Le projet de loi de programmation prévoit par ailleurs la stabilisation
des effectifs civils à un niveau comparable à celui atteint en
2002, la création d'environ 750 postes étant envisagée
à partir de 2005 au profit de l'armée de terre, 175 postes
étant parallèlement supprimés dans les services communs.
Evolution prévisionnelle des effectifs des forces armées entre 2003 et 2008
|
2003 |
2008 |
Armée de terre |
167 554 |
168 569 |
Marine |
54 433 |
54 683 |
Armée de l'air |
69 667 |
70 067 |
Gendarmerie |
99 334 |
106 427 |
Autres |
46 081 |
46 773 |
TOTAL |
437 069 |
446 653 |
- Le
renforcement des effectifs dédiés à la
sécurité intérieure : 8 300 postes prévus
pour la gendarmerie nationale
.
De 2002 à 2008 , les effectifs de la gendarmerie progresseront de
près de
8 300 postes
(+ 8,4%).
Outre 1293 postes (dont 1 189 de volontaires) créés en
« rattrapage » de la programmation
précédente, 7 000 emplois militaires devraient être
créés dans la gendarmerie d'ici 2007 dans le cadre de la loi de
programmation et d'orientation pour la sécurité intérieure
(LOPSI), selon le calendrier suivant :
|
2003 |
2004 |
2005 |
2006 |
2007 |
Effectifs créés / an |
1 200 |
1 200 |
1 400 |
1600 |
1 600 |
Ces 7
000 emplois nouveaux conduiront à la création de 214 postes
d'officiers, 1 913 postes de gradés et 4 873 postes de gendarmes.

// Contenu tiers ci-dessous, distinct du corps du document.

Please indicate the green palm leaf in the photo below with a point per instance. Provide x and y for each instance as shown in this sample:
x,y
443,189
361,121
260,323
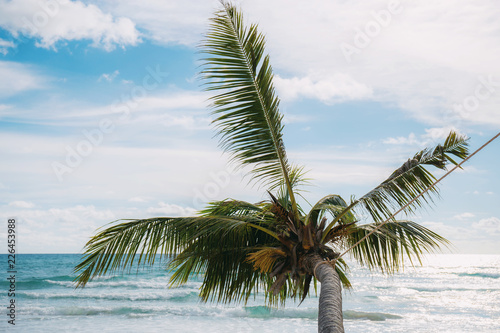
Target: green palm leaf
x,y
137,242
248,119
407,182
389,246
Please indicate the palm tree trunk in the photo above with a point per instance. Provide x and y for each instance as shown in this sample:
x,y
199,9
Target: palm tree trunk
x,y
330,318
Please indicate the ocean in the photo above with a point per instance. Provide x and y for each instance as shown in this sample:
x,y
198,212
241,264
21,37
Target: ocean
x,y
449,293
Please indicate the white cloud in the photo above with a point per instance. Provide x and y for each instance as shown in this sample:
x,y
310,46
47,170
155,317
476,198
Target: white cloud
x,y
5,45
451,233
491,225
339,88
410,140
432,136
21,204
108,77
177,22
63,20
463,216
412,63
16,78
171,210
138,199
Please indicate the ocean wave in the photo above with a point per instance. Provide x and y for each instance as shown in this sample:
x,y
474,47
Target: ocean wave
x,y
175,296
481,275
261,311
373,316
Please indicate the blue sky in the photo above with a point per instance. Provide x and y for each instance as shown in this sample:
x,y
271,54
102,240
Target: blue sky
x,y
102,116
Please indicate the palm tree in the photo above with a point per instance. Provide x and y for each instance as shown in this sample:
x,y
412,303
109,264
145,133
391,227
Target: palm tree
x,y
273,246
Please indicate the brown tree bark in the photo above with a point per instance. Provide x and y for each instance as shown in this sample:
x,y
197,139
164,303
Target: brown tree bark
x,y
330,318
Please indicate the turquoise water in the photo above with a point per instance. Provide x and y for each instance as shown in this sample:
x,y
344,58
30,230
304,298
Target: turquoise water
x,y
450,293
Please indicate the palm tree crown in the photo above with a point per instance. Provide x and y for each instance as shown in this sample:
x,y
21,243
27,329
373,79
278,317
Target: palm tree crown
x,y
271,246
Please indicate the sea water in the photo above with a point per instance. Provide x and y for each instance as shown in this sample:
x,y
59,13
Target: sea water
x,y
449,293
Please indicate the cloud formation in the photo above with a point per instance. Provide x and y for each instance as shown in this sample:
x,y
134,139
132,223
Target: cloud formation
x,y
56,21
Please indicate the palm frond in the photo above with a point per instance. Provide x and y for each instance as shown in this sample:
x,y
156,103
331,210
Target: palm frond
x,y
413,178
136,242
388,247
407,182
248,119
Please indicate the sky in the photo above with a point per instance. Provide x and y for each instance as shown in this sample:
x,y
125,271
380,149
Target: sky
x,y
103,115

Fonctionnellement, ces postes devraient se décomposer sur cinq ans de la
manière suivante :
•
Sécurité de proximité : 4 800
emplois (mise à niveau des effectifs en fonction de l'augmentation de la
population et de la délinquance : 1 300 ; zones
sensibles : 1 000 ; aéroports, tunnels : 170 ;
formations aériennes, nautiques et fluviales : 230 ; formation
continue : 230 ; effectifs budgétaires en formation
initiale : 900) ;
•
Lutte contre la délinquance : 400
(création de 18 brigades de recherche dans les départements
prioritaires ou sensibles et les DOM : 72 ; création de 32 autres
brigades de recherche : 128 ; renforcement des unités de recherche
et d'investigation : 200) ;
•
Lutte contre l'insécurité routière :
700
(création de pelotons autoroutiers en raison de nouvelles
concessions : 211 ; création de brigades motorisées
autoroutières en raison d'extensions de voies expresses :
281 ; création de 9 brigades routières d'intervention :
27 ; renforcement des unités motorisées : 181) ;
•
Lutte contre le terrorisme
: 300
(réorganisation et renforcement de la gendarmerie des transports
aériens : 150 ; renforcement des unités anti-terroristes :
150) ;
•
Rétablissement des soutiens : 800
(renforcement
des écoles : 300 ; mise à niveau des structures de soutien :
420 ; participation à des organismes militaires et civils : 80).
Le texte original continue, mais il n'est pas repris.